Diffraction pattern to crystal structure

Stickybees

How do crystallographers go from a diffraction pattern to actually determining the structure of the crystal?

Andy Resnick

AFAIK, most methods use a Fourier Transform and some extra parts to deal with the 'phase problem'.

http://www.prometheus-us.com/asi/ana...s/hauptman.pdf
http://www-structmed.cimr.cam.ac.uk/.../Overview.html

sophiecentaur

This is a fiendishly hard problem to solve. Hence the excitement when Bragg and others managed to crack it and to get crystal structure from X ray scattering photographs.

Start with the simplest example of an interference pattern - the two slits experiment. You can determine the spacing of the slits if you know the wavelength, the separation of the fringes and the distance to the screen (or, in fact, the angle of the resulting maxima and minima at a distance). Now take a grating, of many closely spaced wires - each of which will scatter some light, and shine light of just one wavelength on it. If you get the angle of the incident light just right, a ray will emerge (interfering sum of all the scattered contributions) as if it was reflected from a plane. There is no light scattered in other directions. Knowing the wavelength and the angle will tell you the spacing of the grating.
A crystal consists of many regularly spaced scattering points (in 3D, to make it more complicated). These points lie in planes (like the lines you can draw through a regular array of dots on graph paper) and each of these sets of planes are spaced regularly. The angle at which reflections occur will depend on the spacings and wavelength. Each of the dots on that picture (which is of just one 'perfect' crystal, I think) show the angles for which you get a reflection from a particular set of planes. The photograph will tell you the spacings and angles of all the planes that can be made up by joining scattering points.

'All that you have to do', now, is to decide, from the information of the spacings and angles of the planes, just how the points could be arranged inside the crystal, to form the planes.
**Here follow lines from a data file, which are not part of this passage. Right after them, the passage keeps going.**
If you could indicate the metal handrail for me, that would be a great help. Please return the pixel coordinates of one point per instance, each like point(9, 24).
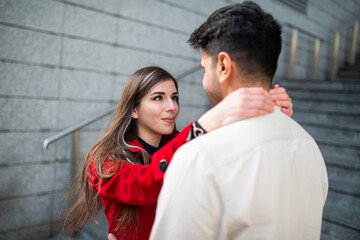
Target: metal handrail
point(317, 41)
point(75, 127)
point(329, 36)
point(96, 117)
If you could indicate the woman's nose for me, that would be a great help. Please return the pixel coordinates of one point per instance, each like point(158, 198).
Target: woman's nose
point(170, 105)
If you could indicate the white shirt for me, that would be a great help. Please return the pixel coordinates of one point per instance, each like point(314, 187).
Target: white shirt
point(261, 178)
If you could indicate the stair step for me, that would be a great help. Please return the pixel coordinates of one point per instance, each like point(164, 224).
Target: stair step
point(348, 175)
point(345, 96)
point(342, 163)
point(338, 137)
point(350, 68)
point(338, 153)
point(328, 120)
point(100, 230)
point(349, 218)
point(349, 75)
point(324, 106)
point(343, 200)
point(345, 187)
point(337, 231)
point(320, 84)
point(325, 236)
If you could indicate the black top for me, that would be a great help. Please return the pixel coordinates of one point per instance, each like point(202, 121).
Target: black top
point(149, 148)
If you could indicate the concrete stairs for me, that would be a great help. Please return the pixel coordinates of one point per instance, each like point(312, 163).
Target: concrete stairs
point(91, 231)
point(330, 112)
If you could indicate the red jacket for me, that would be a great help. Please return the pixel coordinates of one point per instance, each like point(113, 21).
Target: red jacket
point(136, 184)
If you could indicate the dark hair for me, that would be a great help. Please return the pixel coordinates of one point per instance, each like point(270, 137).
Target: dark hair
point(249, 35)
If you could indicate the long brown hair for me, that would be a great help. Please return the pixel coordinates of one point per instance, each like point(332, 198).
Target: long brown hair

It's very much like designing a directional TV transmitting array of many elements when you want a particular radiation pattern. The same sort of calculations are involved and, as Andy R. says, often involves the fact that the angular spacing of the reflections is related to the spatial arrangement of the scatterers by the Fourier relationship but a lot can also be gleaned about the symmetry of the crystal structure by looking at the symmetry of the spot pattern. I remember my Uni course about this and it was quite hard work, involving working in terms of 'k space'.

In general, it seems always to be easier to work from scattering array to radiated pattern than the other way round! But we usually know the radiated pattern and actually want information about the geometry of the scattering points.

Life gets even harder when you are dealing with 'powder' or Organic molecules, rather than one nice big crystal. The pictures become concentric circles and lines, rather than nice clear dots.

Stickybees

Fantastic, thanks. :D

ZapperZ

Is that picture taken from a LEED pattern?

Zz.

Stickybees

I'm not too sure, the site it's from just says it's from a TEM.

But thanks for the replies, books and websites don't seem to spend much time on explaining diffraction patterns at my level but it confuses me if I don't at least know where it's coming from.

Also, does anyone know what nD-reciprocal space and nD-direct space mean when talked about quasicrystals here?

http://www.jcrystal.com/steffenweber...ensional Space

sophiecentaur

Reciprocal space describes the lattice spacing in 'atoms per meter' rather than the spacing in metres. So k space is in 1/distance. k space is only (/more?) useful for describing repeating patterns, in the same way that wave number can be used (waves per metre) rather than wavelength.

The crystallography sites are too advanced, probably, to be giving lessons in the basics of diffraction and interference. It's expecting rather a lot too much to get this far all in one jump.